After a while, there is a kind of giving oneself over. I practiced the meditation for 108 consecutive days prior to the exhibit. During each performance, I sit in meditation for one hour inside of the suit, and invite visitors to participate in the performance. The viewer chooses whether to participate or not. The ones who choose to participate absolutely in the experience itself actually have to put on the suit by themselves. The others choose to participate to the extent that suits them. All are invited, and each experience has its place, all become part of the artwork. The work is in a constant transformation. It exists in and of itself. There is a video of the sunrise in layers, divided into nine months, representing the transformation that takes place simultaneously, but also with a certain tuning and process. There are layers which increasingly add on to the work. There is no limit to the possibilities in the work. The performance adds the important layer of time and of immediacy.
It seems that your artworks also have parts that have parallels to technology and nature. Some of your works have a feeling that they are nearly without material. For example, how did you make the sculptures?
I did a lot of work in a laboratory looking through a microscope, staining cells, and researching water and movement. From the images I saw, I created something that was a transparent gel with pigments, and photographed it. I then printed the results on transparencies that became part of the sculpture. They were placed onto a base, then plastic casts were made over it. Some of the work is also freehand sculpture with a hot glue gun to make a more organic form. All of this actually creates a light element, an “illuminated body.” The process involved work on a tremendous number of layers. It is the world of the micro-macro, the fact that the universe exists within us, the engagement on the cell level and the transformation they undergo – all of the above become part of the stratification and restructuring of the layers of the work.
Do you feel that your world of subjective, private images is important?
I feel that this work is to serve through art, to fulfill a function. It’s not necessarily directly connected to me, I just try to connect people within this very specific space, and the viewers choose by themselves whether to feel something. It’s a subjective choice. I create the optimum space for this exhibition space to be able to remain inside it for a certain amount of time, and to go through a process. The feedback comments I received are amazing.

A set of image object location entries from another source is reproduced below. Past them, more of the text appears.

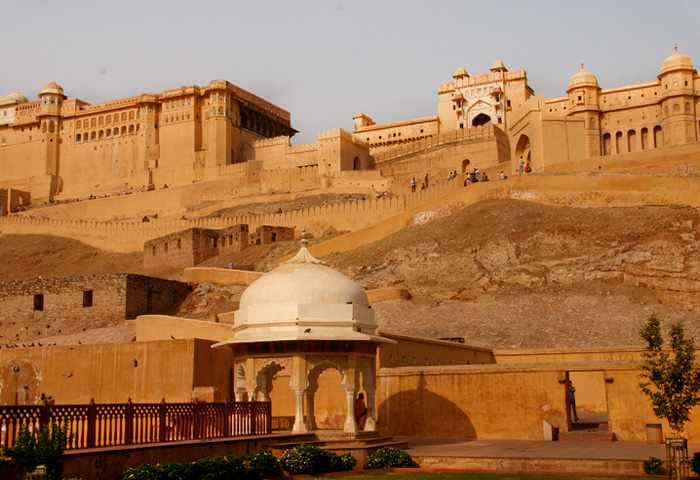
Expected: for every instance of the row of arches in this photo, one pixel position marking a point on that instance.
(632, 141)
(108, 133)
(323, 400)
(104, 120)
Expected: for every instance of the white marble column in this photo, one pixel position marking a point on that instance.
(350, 423)
(310, 415)
(371, 422)
(299, 424)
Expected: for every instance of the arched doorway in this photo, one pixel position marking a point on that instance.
(523, 149)
(481, 119)
(356, 164)
(325, 398)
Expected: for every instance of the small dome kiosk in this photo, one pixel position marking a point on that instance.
(305, 317)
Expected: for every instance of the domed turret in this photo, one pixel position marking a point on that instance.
(582, 78)
(498, 66)
(676, 61)
(304, 299)
(14, 97)
(52, 87)
(461, 72)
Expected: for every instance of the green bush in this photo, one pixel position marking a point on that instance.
(652, 465)
(342, 463)
(262, 465)
(145, 471)
(305, 460)
(44, 447)
(388, 457)
(219, 468)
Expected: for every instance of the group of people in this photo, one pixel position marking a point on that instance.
(476, 176)
(524, 166)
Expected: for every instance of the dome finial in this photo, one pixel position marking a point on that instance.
(304, 256)
(303, 242)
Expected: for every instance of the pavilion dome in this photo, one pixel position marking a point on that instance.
(304, 299)
(583, 78)
(304, 280)
(52, 87)
(676, 61)
(15, 97)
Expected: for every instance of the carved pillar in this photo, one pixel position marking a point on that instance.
(310, 415)
(299, 424)
(350, 423)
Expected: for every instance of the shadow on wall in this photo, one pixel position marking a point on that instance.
(420, 413)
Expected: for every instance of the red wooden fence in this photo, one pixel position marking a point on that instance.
(113, 424)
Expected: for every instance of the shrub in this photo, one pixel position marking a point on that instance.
(262, 465)
(342, 463)
(388, 457)
(144, 471)
(695, 463)
(652, 465)
(305, 460)
(44, 447)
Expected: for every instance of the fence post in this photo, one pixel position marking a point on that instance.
(268, 413)
(129, 423)
(161, 422)
(227, 420)
(92, 424)
(253, 412)
(195, 420)
(44, 415)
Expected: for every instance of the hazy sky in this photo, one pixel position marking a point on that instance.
(324, 61)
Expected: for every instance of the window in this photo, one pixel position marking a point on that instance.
(87, 298)
(38, 302)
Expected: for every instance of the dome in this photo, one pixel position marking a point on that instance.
(461, 72)
(676, 61)
(304, 279)
(52, 87)
(15, 97)
(304, 299)
(582, 78)
(498, 65)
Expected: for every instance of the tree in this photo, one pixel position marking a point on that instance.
(45, 447)
(670, 379)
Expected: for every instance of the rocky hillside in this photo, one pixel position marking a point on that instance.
(502, 274)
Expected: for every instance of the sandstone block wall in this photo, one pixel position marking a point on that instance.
(52, 306)
(265, 234)
(192, 246)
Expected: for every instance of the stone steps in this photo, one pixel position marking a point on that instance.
(588, 432)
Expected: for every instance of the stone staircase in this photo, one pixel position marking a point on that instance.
(588, 432)
(360, 444)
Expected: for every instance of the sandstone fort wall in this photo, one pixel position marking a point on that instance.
(51, 306)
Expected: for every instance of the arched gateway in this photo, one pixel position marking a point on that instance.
(304, 317)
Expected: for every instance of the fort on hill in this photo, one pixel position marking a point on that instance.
(158, 170)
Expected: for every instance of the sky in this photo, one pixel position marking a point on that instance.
(324, 61)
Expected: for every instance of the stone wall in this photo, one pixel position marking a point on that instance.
(192, 246)
(51, 306)
(265, 234)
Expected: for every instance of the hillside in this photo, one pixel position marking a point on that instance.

Did you feel that some people did not succeed in getting something out of the experience? Are you disturbed by the possibility of people judging your artwork only on an aesthetic basis?
Here and there I saw people coming in and going out but on the other hand, those who did stay went through some amazing stuff, even those who had less patience for meditation. But, after they gave in to the experience, there was a transformation, and people realized they had a connection to this. Many people came over to me afterwards with a great many insights. Meditation isn’t about gender or skin color, but about us as living creatures and our connection to our own selves and to the universe. In the final analysis, I’m only the messenger. I want to share the message, but I can’t take responsibility for what the viewer feels – I only invite viewers to become participants.
Translation from Hebrew of an article published in PRIMADONNA online magazine July 13, 2016.